The existence of measurable subsets in non-mesurable sets

Question

Let $\mu$ be a Borel probability measure on $\mathbb{R}$ and let $S\subseteq\mathbb{R}$ be a Borel set such that $\mu\left(S\right)>0$. Is it true that for any $A_1,A_2\subset\mathbb{R}$ that are disjoint and whose union is $S$, there exist $\widetilde{A_1}\subseteq A_1$ and $\widetilde{A_2}\subseteq A_2$ which are measurable, and either $\mu\left(\widetilde{A_1}\right)>0$ or $\mu\left(\widetilde{A_2}\right)>0$?

Answer 1

This is false. Take $\mu$ to be the Lebesgue measure on $\mathbb R$ restricted to the Borel $\sigma$-algebra and $S = [0, 1]$. Let $A_1 = V$ be a Vitali set in $[0, 1]$ of outer measure $1$ (constructed here) and $A_2 = [0, 1] \setminus V$. Then $A_1$ and $A_2$ partition $S$.

Consider any measurable sets $\tilde A_1 \subseteq A_1$ and $\tilde A_2 \subseteq A_2$. Since any measurable subset of a Vitali set has measure zero, we must have $\mu(\tilde A_1) = 0$. Then note that $E := [0, 1] \setminus \tilde A_2 \supseteq [0, 1] \setminus A_2 = V$ is a measurable set containing $V$.

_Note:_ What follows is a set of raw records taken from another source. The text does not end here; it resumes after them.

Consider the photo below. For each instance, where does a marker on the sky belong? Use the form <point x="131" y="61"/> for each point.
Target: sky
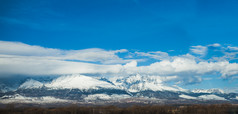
<point x="195" y="41"/>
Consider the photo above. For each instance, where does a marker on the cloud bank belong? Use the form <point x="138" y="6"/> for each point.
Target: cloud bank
<point x="17" y="58"/>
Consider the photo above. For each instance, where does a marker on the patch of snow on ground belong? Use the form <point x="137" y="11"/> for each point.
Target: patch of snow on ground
<point x="211" y="97"/>
<point x="187" y="97"/>
<point x="21" y="99"/>
<point x="29" y="84"/>
<point x="106" y="97"/>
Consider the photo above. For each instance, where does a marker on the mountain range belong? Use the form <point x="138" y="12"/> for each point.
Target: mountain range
<point x="85" y="89"/>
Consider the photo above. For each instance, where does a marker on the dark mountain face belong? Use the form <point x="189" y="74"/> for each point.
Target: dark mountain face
<point x="83" y="89"/>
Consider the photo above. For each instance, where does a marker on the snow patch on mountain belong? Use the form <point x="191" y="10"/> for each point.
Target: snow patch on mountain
<point x="187" y="96"/>
<point x="106" y="97"/>
<point x="211" y="97"/>
<point x="22" y="99"/>
<point x="29" y="84"/>
<point x="218" y="91"/>
<point x="138" y="83"/>
<point x="78" y="82"/>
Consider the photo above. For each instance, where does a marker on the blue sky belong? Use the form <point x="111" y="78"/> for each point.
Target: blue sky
<point x="142" y="27"/>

By the definition of Lebesgue measurability, for any $\varepsilon > 0$, there is some open set $O_\varepsilon \supseteq E$ with $\mu(O_\varepsilon \setminus E) < \varepsilon$. Thus, letting $\mu_*$ denote the outer measure, we have $$\mu_*(V) = \inf_{\text{open } O \supseteq V} \mu(O) \leq \mu(O_\varepsilon) = \mu(E) + \mu(O_\varepsilon \setminus E) < \mu(E) + \varepsilon.$$ As this holds for all $\varepsilon > 0$, we must have $\mu_*(V) \leq \mu(E) \leq \mu([0, 1]) = 1$. But since $\mu_*(V) = 1$, this implies that $\mu(E) = 1$ and hence $\mu(\tilde A_2) = \mu([0, 1]) - \mu(E) = 1 - 1 = 0$.